Am 21. Mai 2026 war es endlich so weit: Der 4. Jahrgang der HAK Ybbs machte sich auf den Weg zum Flughafen Wien, um an der Veranstaltung „41. Logistik Dialog“ teilzunehmen. Begleitet wurden die SchülerInnen von den beiden engagierten Lehrerinnen, Frau Mag. Barbara Mittmasser und Frau Mag. Andrea Siebeneicher. Schon beim Eintreffen spürte man die Vorfreude in der Luft, und das Ganze wurde durch die herzliche Begrüßung von Herrn Dr. Roman Stiftner, dem Präsidenten der Bundesvereinigung Logistik Österreich, noch verstärkt.
Stiftner sprach über Themen, die uns alle betreffen: Resiliente Lieferketten sind nicht nur ein Schlagwort, sondern eine kritische Infrastruktur, die gerade in diesen Zeiten an Bedeutung gewinnt. Er erklärte, dass Wohlstand nicht durch übermäßige Regulierung erreicht werden kann, sondern durch Innovation, Investitionen und eine funktionierende Infrastruktur. Da wurde einem ganz klar, wie wichtig es ist, mit den Entwicklungen Schritt zu halten.
Technologie und Kreativität
Die Vorträge von namhaften Vertretern der Branche waren dann auch wirklich aufschlussreich. Sie beleuchteten die Herausforderungen, die durch geopolitische Umbrüche, die Energiekrise und den Wandel in der Infrastruktur sowie die digitale Transformation auf uns zukommen. Besonders interessant war die Diskussion über die Abhängigkeit globaler Versorgungsketten von funktionierenden Transportmodalitäten.

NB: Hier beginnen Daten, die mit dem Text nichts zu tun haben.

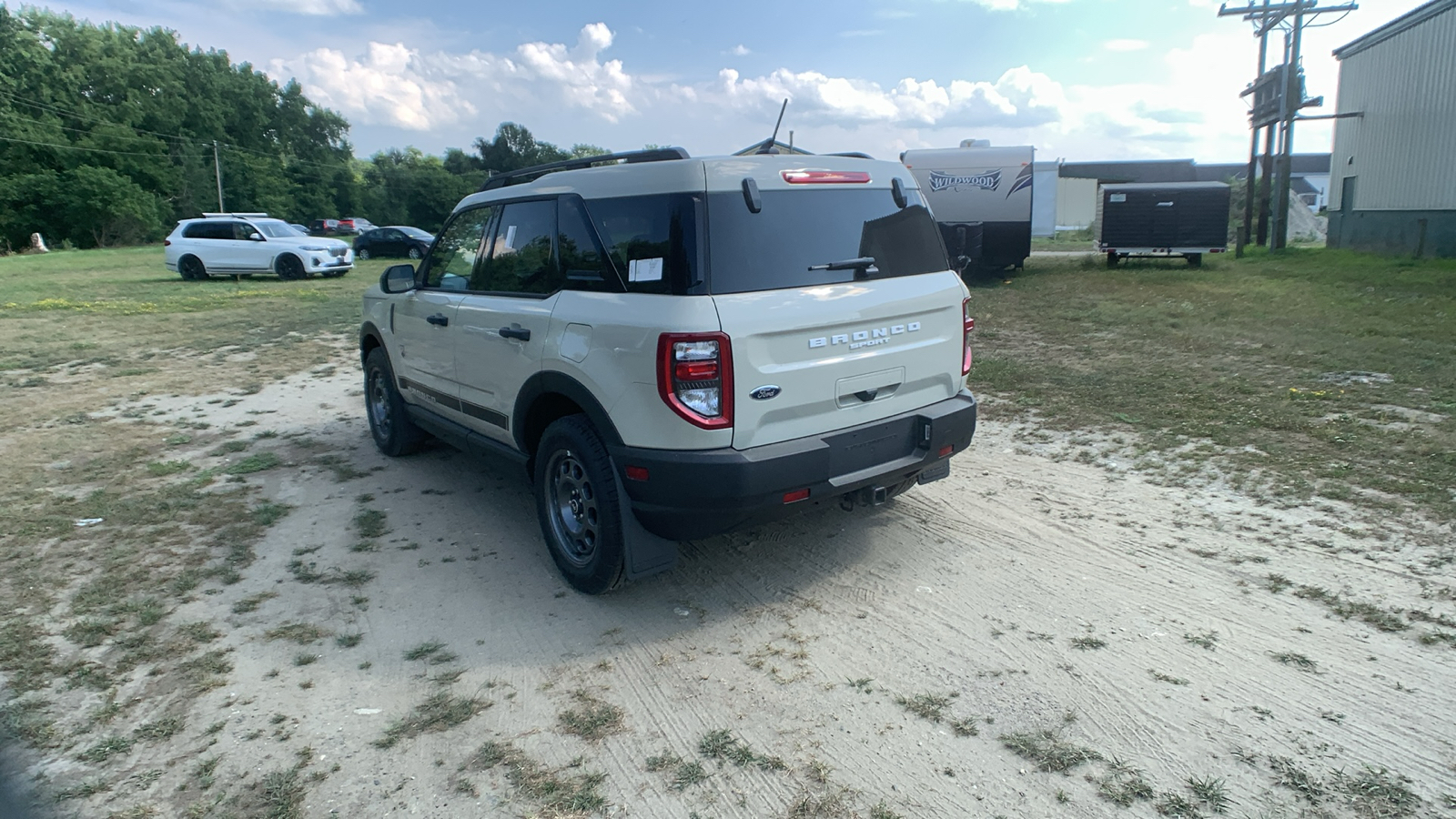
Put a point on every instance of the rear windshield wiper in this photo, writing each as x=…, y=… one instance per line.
x=846, y=264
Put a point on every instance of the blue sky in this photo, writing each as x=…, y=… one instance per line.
x=1079, y=79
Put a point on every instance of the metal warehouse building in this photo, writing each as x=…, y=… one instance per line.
x=1394, y=164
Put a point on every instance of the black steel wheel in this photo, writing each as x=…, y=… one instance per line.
x=388, y=419
x=191, y=268
x=290, y=267
x=579, y=506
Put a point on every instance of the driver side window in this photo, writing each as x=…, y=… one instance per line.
x=451, y=259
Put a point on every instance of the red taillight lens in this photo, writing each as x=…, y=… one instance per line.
x=696, y=370
x=695, y=376
x=968, y=325
x=822, y=177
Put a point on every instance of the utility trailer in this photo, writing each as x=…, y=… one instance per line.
x=1162, y=220
x=980, y=197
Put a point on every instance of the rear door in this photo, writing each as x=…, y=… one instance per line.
x=506, y=318
x=844, y=347
x=424, y=319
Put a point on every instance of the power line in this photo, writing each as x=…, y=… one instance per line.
x=91, y=149
x=73, y=114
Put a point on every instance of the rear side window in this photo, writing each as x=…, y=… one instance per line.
x=451, y=261
x=521, y=252
x=801, y=229
x=582, y=259
x=652, y=241
x=208, y=230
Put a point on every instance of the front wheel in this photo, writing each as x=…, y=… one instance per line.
x=290, y=268
x=389, y=421
x=191, y=268
x=579, y=506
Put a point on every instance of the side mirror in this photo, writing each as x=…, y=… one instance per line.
x=398, y=278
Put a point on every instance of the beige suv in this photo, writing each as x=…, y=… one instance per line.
x=674, y=347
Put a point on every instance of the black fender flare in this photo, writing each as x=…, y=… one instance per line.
x=368, y=332
x=550, y=382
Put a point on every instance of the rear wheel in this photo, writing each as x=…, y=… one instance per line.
x=191, y=268
x=290, y=267
x=388, y=419
x=579, y=506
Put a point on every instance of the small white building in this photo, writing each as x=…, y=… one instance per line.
x=1394, y=164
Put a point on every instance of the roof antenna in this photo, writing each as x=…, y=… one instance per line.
x=768, y=145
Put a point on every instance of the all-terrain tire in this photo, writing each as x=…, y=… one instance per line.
x=290, y=267
x=389, y=423
x=579, y=508
x=191, y=268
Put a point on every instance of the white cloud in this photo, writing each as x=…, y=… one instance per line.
x=1126, y=44
x=400, y=86
x=1021, y=96
x=303, y=6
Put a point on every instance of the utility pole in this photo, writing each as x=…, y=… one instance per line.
x=1254, y=153
x=217, y=169
x=1279, y=95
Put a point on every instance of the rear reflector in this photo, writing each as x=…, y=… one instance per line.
x=795, y=496
x=824, y=177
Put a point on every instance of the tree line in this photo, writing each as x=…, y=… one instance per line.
x=109, y=135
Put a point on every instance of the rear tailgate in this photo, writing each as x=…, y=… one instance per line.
x=841, y=354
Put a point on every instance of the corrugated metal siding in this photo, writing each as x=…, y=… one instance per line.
x=1404, y=147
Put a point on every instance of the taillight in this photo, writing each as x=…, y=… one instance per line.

Es wurde deutlich, wie sehr die aktuelle Lage uns alle betrifft.
Ein Highlight war die Präsentation neuer Technologien und nachhaltiger, klimafreundlicher Lösungen in der Logistik. Dabei wurde der Umgang mit Künstlicher Intelligenz (KI) hervorgehoben. Die SchülerInnen hörten gebannt zu, als es darum ging, wie wichtig kreatives Denken in allen Bereichen ist. Ein bisschen wie ein Aufruf an die nächste Generation, die Herausforderungen anzugehen und dabei auch neue Wege zu beschreiten!
Einblicke in die Logistik und Jobmöglichkeiten
Die SchülerInnen hatten zudem die Gelegenheit, sich in einer Ausstellung über Shuttletechnologien, Digitalisierung und Jobmöglichkeiten zu informieren. Es war faszinierend zu sehen, wie die moderne Logistik auch im österreichischen Bundesheer eine zentrale Rolle spielt. Auch die Grußbotschaft von Bundesministerin für Verteidigung, Frau Mag. Klaudia Tanner, gab einen Einblick in die Bedeutung der Logistik für die Sicherheit und Verteidigung unseres Landes. Und nicht zu vergessen der spannende Vortrag von Bundesminister für Innovation, Mobilität und Infrastruktur, Herrn KR Peter Hanke.
Ein Aspekt, der in der heutigen Zeit nicht zu kurz kommen darf, ist die Lehre aus der Covid-19-Pandemie. Diese hat uns die Anfälligkeit unserer globalen und regionalen Versorgungssysteme vor Augen geführt. Die Notwendigkeit, resilientere Netzwerke zu schaffen, wird immer klarer. Das Projekt „ResKriVer“ vom Fraunhofer IML zeigt, wie man mithilfe von digitalen Plattformen Krisenvorsorge und -reaktion effizient gestalten kann. Echtzeitüberwachung, KI-gestützte Allokation und Szenarienentwicklung für Resilienzmaßnahmen – beeindruckend, oder?
Der Weg in die Zukunft
Die Idee der digitalen Zwillinge logistischer Systeme ist ein weiteres spannendes Konzept. Sie ermöglichen die Simulation von Lieferkettenstörungen, die Analyse von Schwachstellen und das Testen alternativer Logistikpfade. Im Grunde genommen gibt es hier ein unglaubliches Potenzial, um die Logistik der Zukunft intelligenter, resilienter und nachhaltiger zu gestalten.
Und so schließt sich der Kreis: Die SchülerInnen der HAK Ybbs haben an diesem Tag nicht nur viel gelernt, sondern auch einen spannenden Blick in die Zukunft der Logistik geworfen. Mit all den neuen Eindrücken und dem Wissen um die Herausforderungen und Chancen, die vor uns liegen, sind sie bestens gerüstet, um selbst ein Teil dieser dynamischen Branche zu werden.